I wonder if anybody could tell me if they've had any success allocating local resources larger than 255MB on a 64 bit linux system? I don't seem to be able to do this.
My system has a 512MB 3870, 4GB of system memory, Phenom 9850, 790FX motherboard, and is running 64-bit Scientific Linux 5.1 (clone of RHEL5.1) "out of the box" along with the 64-bit CAL 1.01 beta and provided driver.
I don't know if it's relevant, but poking around a bit I noticed from the Xorg.0.log that fglrx reports 262144 kB of videoram and an ATI GART Size of 255 MB. I tried changing the latter with aticonfig but it wouldn't let me change up (fglrx reports 255 is the max despite what aticonfig -h says) and changing it down didn't seem to lower the max resource I could allocate with CAL (though it did change some of the numbers returned with calDeviceGetStatus() and calDeviceGetAttribs()).
Steven, It seems that the 255 limit is the problem, you need 2k(width) * 8k(height) * 16bytes(float4) to get that many floats, which is 256MB. As for partitioning the data, performance-wise it is probably smarter to do so. If you look at throughput, inputspeed and outputspeed tests in the runtime folder of CAL, you will see that the optimal performance is not gained with a single input and output but with multiple inputs and outputs.
You are right that for performance reasons partitions seem to be the way to go.
However, I do see this restriction as a significant problem: First, it leads to bizarre failures that are at odds with the documentation on resource allocation and with the output from calDeviceGetInfo(). Second, one might simply want to check things work using one buffer before partitioning for correctness. Third, multiple global buffers are not allowed, so it looks like scatter really is limited to 255MB.
I am not an expert on drivers but if the limit can be raised it would be very helpful, particularly as cards become available with more and more memory.

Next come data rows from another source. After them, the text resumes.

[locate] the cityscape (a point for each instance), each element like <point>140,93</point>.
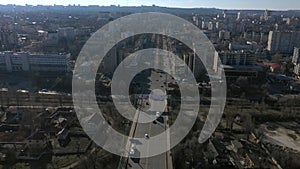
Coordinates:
<point>252,59</point>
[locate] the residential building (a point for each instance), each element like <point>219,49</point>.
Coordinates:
<point>13,62</point>
<point>283,41</point>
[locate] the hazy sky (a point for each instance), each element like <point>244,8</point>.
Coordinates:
<point>228,4</point>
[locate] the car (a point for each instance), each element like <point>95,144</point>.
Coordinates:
<point>172,85</point>
<point>157,114</point>
<point>132,149</point>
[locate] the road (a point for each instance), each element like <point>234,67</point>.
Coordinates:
<point>158,82</point>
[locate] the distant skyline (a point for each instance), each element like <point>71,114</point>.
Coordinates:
<point>222,4</point>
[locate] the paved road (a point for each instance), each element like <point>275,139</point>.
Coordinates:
<point>157,81</point>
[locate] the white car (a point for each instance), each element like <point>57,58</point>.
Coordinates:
<point>132,149</point>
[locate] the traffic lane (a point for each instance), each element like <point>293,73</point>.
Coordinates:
<point>155,162</point>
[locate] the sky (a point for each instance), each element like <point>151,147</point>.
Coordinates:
<point>223,4</point>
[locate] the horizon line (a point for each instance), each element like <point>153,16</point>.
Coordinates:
<point>113,5</point>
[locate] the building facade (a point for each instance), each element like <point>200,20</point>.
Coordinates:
<point>14,62</point>
<point>283,41</point>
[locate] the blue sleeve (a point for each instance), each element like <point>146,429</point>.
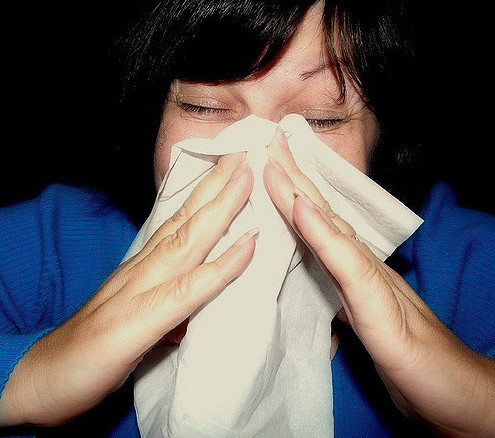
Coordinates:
<point>453,268</point>
<point>55,251</point>
<point>450,263</point>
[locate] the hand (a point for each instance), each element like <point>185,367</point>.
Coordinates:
<point>429,372</point>
<point>75,366</point>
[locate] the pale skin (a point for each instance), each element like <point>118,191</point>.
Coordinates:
<point>429,373</point>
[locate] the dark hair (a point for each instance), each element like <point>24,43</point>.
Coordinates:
<point>220,40</point>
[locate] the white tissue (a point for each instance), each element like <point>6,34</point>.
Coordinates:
<point>255,360</point>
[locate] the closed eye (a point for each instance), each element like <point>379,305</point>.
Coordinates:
<point>200,109</point>
<point>323,124</point>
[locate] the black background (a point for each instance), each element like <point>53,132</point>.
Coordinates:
<point>58,95</point>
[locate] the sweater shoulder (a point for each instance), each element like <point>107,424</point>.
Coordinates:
<point>55,251</point>
<point>453,267</point>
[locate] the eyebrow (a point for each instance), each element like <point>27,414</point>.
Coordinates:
<point>314,71</point>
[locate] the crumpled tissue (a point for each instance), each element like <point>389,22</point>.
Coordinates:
<point>255,360</point>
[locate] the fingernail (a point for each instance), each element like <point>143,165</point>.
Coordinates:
<point>239,170</point>
<point>305,198</point>
<point>251,234</point>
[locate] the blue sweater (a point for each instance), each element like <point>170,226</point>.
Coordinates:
<point>57,249</point>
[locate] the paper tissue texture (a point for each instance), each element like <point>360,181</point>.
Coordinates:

Steven, I just tried a test that might help you get around this issue. The problem isn't with the allocation but with the mapping of the memory at least on my card. I have a 512mb card and I can allocate in a single chunk 312MB or 4096*5000*float4, however I cannot map that much as my GART space is not large enough. So, what you could try is to allocate it locally and instead of mapping it and writing to it, use a copy shader to copy chunks at a time to this memory location. As for the global buffers, they are restricted by the GPU memory size, you should be able to verify this on your own card but you should be able to allocate larger than a 256MB chunk. The problem is just going to be reading the data back, since you cannot map it, you will have to use copy shaders to copy the data or write straight to remote memory. This is a known issue however, not sure when it will get fixed since its a GART/driver issue and not a Stream SDK issue per se.
sgratton, I talked with one of the guys here that knows linux better than myself and he looked at the information you gave us. The problem is that your local memory is being split up into 2 256MB chunks with some being used by the X framebuffer and the second chunk being given to something else, maybe gart he thinks. So there is no block larger than 256MB to allocate.
"--) fglrx(0): VideoRAM: 262144 kByte, Type: DDR4 (II) fglrx(0): PCIE card detected (--) fglrx(0): Using per-process page tables (PPPT) as GART. ... (**) fglrx(0): ATI GART size: 255 MB (II) fglrx(0): [pcie] 261120 kB allocated (II) fglrx(0): [drm] DRM buffer queue setup: nbufs = 100 bufsize = 65536 "
Also, maybe try in your xorg config to change from Option "MaxGARTSize" "255" to maybe something larger and see if that helps.
Thanks for checking this out for me. I did try playing with maxgartsize before, but have just tried again, with the same results, as follows:
I tried lowering maxgartsize to 128 using the proper aticonfig tool as root, and this hasn't changed the problem: I can still allocate an 8192x8160 resource of float1's, but not an 8192x8161 one. Note that I can allocate two 8192x7000 resources of float1's, so I can use most of the memory of the card, if I use multiple resources.
I also tried raising maxgartsize to 512, given as the upper limit in "aticonfig -h". However, when I did this I got the following in /var/log/Xorg.0.log:
(**) fglrx(0): Illegal ATI GART size: 512 MB, acceptable range: 64 MB - 255 MB. (**) fglrx(0): ATI GART size: 255 MB (II) fglrx(0): [pcie] 261120 kB allocated
and, not surprisingly, got exactly the same results as before.
Perhaps you could ask one of the fglrx people to take a look sometime in case they can suggest a fix?